A vida tem suas complicações, e diariamente nos deparamos com desafios que exigem cada vez mais da nossa destreza, humildade e empatia.  Por isso, muita vezes existem histórias, parábolas ou até mesmo citações que acabam por nos auxiliar a sermos melhores pessoas.

Em relação a isso, desde muito antigamente se ouve a parábola da rosa. Essa parábola conta, que um homem, há muito tempo, havia plantado uma rosa. Esse homem cuidava constantemente da planta, a regava, adubava e fazia todo necessário para que ela crescesse bem.

Mas, muito antes que a flor pudesse desabrochar, o homem observou o botão da rosa atentamente, e notou que seu talo era totalmente coberto por espinhos. Ao ver isso, tristemente o homem murmurou: “Como é possível, uma rosa tão bonita estar cercada por espinhos afiados assim?”.

Com isso, o homem desanimou e passou a não cuidar mais da planta, o que fez com que a flor, mesmo muito antes de estar pronta para o seu desabrochar, viesse a morrer.

Da mesma forma que uma rosa, nós temos uma alma que possui as mesmas características que ela. Temos uma alma que possui dentro de si, as inúmeras qualidades que são dadas por Deus, como as pétalas e a beleza de uma rosa. Assim, como também possuímos nossas falhas, que são como os espinhos presente no caule da flor.

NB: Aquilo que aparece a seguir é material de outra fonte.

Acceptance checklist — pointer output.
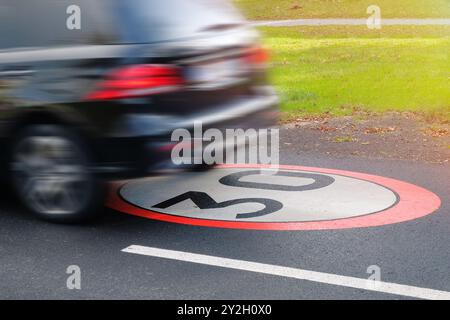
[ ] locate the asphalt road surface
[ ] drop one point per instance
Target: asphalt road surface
(35, 255)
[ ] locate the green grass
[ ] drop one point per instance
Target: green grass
(335, 70)
(291, 9)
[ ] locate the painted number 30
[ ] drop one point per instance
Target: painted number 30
(205, 201)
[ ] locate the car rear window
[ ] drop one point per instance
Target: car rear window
(162, 20)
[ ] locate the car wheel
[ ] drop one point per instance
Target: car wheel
(51, 173)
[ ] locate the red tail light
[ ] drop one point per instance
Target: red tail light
(257, 57)
(137, 81)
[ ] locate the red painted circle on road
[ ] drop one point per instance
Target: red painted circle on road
(414, 202)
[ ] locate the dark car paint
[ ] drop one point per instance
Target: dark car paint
(50, 84)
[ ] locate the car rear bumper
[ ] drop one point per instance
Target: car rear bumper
(141, 143)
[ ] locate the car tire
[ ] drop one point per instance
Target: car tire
(50, 169)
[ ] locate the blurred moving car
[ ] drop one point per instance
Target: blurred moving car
(91, 91)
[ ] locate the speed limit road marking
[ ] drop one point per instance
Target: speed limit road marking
(257, 197)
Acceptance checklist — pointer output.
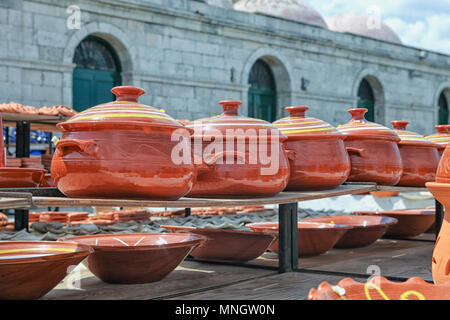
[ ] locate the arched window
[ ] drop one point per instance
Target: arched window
(97, 71)
(366, 99)
(443, 109)
(262, 92)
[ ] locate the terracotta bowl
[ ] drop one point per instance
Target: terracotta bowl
(28, 270)
(136, 257)
(21, 177)
(379, 288)
(365, 229)
(227, 245)
(410, 222)
(313, 238)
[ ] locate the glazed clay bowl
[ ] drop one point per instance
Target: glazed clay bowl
(21, 177)
(410, 222)
(313, 238)
(136, 257)
(227, 245)
(28, 270)
(365, 229)
(379, 288)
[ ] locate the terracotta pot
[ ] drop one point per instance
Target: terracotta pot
(121, 149)
(420, 157)
(320, 159)
(365, 229)
(374, 154)
(410, 222)
(21, 177)
(313, 238)
(379, 288)
(28, 270)
(136, 257)
(47, 181)
(227, 245)
(236, 168)
(442, 137)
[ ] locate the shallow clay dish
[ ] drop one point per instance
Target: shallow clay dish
(28, 270)
(21, 177)
(136, 257)
(411, 222)
(313, 238)
(379, 288)
(227, 245)
(365, 229)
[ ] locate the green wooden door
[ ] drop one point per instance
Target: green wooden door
(92, 87)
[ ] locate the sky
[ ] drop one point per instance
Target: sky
(419, 23)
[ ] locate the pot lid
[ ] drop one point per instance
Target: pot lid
(442, 137)
(231, 121)
(359, 127)
(126, 110)
(297, 125)
(410, 138)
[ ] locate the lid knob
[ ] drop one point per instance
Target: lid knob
(443, 128)
(230, 107)
(358, 113)
(127, 93)
(297, 111)
(399, 125)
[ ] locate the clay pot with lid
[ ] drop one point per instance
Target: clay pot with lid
(442, 137)
(227, 149)
(374, 154)
(121, 149)
(419, 156)
(321, 161)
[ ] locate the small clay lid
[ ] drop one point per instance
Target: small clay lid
(299, 126)
(231, 121)
(442, 137)
(125, 111)
(360, 128)
(410, 138)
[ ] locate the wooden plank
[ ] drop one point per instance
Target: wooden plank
(281, 198)
(188, 278)
(286, 286)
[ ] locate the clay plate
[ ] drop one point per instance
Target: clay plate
(379, 288)
(365, 229)
(313, 238)
(25, 267)
(227, 245)
(21, 177)
(136, 257)
(410, 222)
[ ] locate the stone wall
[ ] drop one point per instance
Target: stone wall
(188, 55)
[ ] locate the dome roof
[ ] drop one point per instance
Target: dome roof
(362, 25)
(289, 9)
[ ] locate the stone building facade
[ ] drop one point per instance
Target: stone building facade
(189, 54)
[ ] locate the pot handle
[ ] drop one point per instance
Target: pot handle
(89, 147)
(355, 151)
(224, 154)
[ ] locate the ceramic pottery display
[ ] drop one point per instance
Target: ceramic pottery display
(313, 238)
(28, 270)
(420, 157)
(379, 288)
(230, 171)
(136, 257)
(410, 222)
(373, 150)
(226, 245)
(121, 149)
(320, 159)
(365, 229)
(442, 137)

Da mesma forma que o homem julgou a rosa, passamos por autojulgamentos diariamente, e deixamos muitas vezes nos levar apenas por nossos defeitos e acabamos por nos desanimar, achando que só coisas ruins podem sair de nós mesmos.

Todo esse autojulgamento, acaba fazendo com que não possamos alimentar a nossa parte boa, nossas virtudes, tudo porque não enxergamos qual o nosso potencial. Deixamos de nos regar, assim como foi com a rosa, e acabamos por morrer, mesmo antes de tentar.

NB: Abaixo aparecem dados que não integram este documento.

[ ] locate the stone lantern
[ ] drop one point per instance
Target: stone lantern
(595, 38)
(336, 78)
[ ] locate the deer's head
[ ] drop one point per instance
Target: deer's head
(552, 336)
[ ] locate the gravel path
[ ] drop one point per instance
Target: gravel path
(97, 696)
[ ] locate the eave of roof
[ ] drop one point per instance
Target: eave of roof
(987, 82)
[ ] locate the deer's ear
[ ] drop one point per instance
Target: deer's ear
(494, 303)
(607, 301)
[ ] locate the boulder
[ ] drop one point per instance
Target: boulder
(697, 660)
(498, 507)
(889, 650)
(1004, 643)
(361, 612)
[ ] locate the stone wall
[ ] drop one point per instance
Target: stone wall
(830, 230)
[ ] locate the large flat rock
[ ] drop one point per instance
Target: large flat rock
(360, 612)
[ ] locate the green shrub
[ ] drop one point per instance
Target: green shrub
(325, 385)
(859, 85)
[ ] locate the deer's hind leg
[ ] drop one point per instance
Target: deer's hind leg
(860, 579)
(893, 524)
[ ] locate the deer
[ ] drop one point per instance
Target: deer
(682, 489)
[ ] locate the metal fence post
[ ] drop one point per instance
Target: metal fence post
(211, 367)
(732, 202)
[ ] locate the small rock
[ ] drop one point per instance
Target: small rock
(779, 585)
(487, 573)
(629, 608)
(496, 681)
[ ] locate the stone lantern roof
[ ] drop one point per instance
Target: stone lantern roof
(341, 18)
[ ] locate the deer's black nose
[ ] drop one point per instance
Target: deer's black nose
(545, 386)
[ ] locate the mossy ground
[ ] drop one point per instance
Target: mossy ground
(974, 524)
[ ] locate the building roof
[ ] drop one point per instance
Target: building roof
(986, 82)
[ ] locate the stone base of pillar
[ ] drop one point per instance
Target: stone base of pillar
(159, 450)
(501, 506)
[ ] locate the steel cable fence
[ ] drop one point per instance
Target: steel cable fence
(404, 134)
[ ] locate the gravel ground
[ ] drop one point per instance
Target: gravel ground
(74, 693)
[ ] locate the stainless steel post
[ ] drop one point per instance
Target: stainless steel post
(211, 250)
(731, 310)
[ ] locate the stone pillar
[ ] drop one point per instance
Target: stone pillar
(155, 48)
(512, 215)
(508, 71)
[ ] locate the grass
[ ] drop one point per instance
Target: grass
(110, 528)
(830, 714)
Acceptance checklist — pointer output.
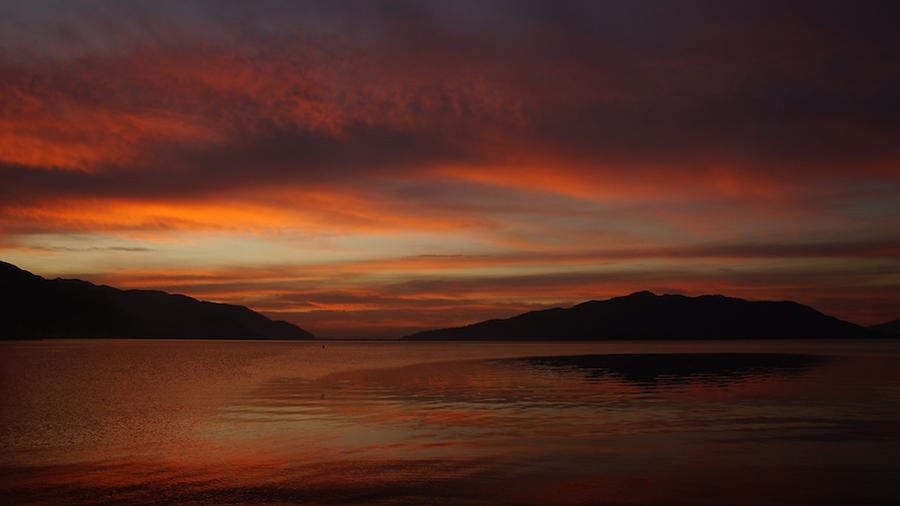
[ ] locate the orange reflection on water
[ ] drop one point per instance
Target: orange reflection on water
(382, 423)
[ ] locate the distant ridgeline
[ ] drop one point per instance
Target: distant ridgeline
(34, 307)
(644, 315)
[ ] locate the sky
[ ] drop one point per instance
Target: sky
(371, 169)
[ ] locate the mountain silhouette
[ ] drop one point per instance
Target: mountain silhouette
(645, 315)
(34, 307)
(889, 328)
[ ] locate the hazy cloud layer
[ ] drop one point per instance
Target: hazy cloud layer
(557, 135)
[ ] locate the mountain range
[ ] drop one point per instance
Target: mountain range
(34, 307)
(645, 315)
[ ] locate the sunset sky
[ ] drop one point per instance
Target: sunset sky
(370, 169)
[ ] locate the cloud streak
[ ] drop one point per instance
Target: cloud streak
(492, 135)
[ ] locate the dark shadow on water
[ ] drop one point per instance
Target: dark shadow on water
(652, 368)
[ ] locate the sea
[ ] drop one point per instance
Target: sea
(784, 422)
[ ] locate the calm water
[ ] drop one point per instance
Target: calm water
(806, 422)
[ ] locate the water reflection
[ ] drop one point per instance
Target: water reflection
(614, 428)
(656, 368)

Esse tipo de situação não acontece apenas com o autojulgamento. Como seres humanos, inconsequentes e falhos, acabamos por julgar também nossos próximos, fazendo com que o ciclo que nos permitimos viver, passe a ser um ciclo de vivência dos outros.

Acabamos apontando para os espinhos dos outros, assim como apontamos para o nosso, criamos um julgamento sem precedentes e esquecemos que antes de tudo, devemos dar a chance do outro mostrar quem de fato é.

Por esse motivo, muitos de nós acabam por deixar pessoas de imenso potencial e beleza imensurável simplesmente passar por suas vidas, assim como a brisa, sem serem notadas ou devidamente acolhidas. E o ciclo vai crescendo, e criando pessoas cada vez menos cientes da beleza interna que podem carregar.

Por isso, é necessário que sejamos mais empáticos, conosco e com nossos próximos. Não sabemos como foram adquiridos os espinhos que cada um carrega, e muito menos devemos julgar o outro por tê-los. Devemos ser acolhedores, bons ouvintes e de coração aberto.

Frequentemente a vida nos dá chances de sermos melhores, e devemos sempre nos agarrar a cada pontinha de esperança que ela e Deus podem nos proporcionar.

Assim, futuramente seremos almas mais leves, mais compreendidas e empáticas com os outros. Recorde-se que não devemos julgar as aparências, e sim, seguir lutando para enaltecer as virtudes que existem em cada um de nós.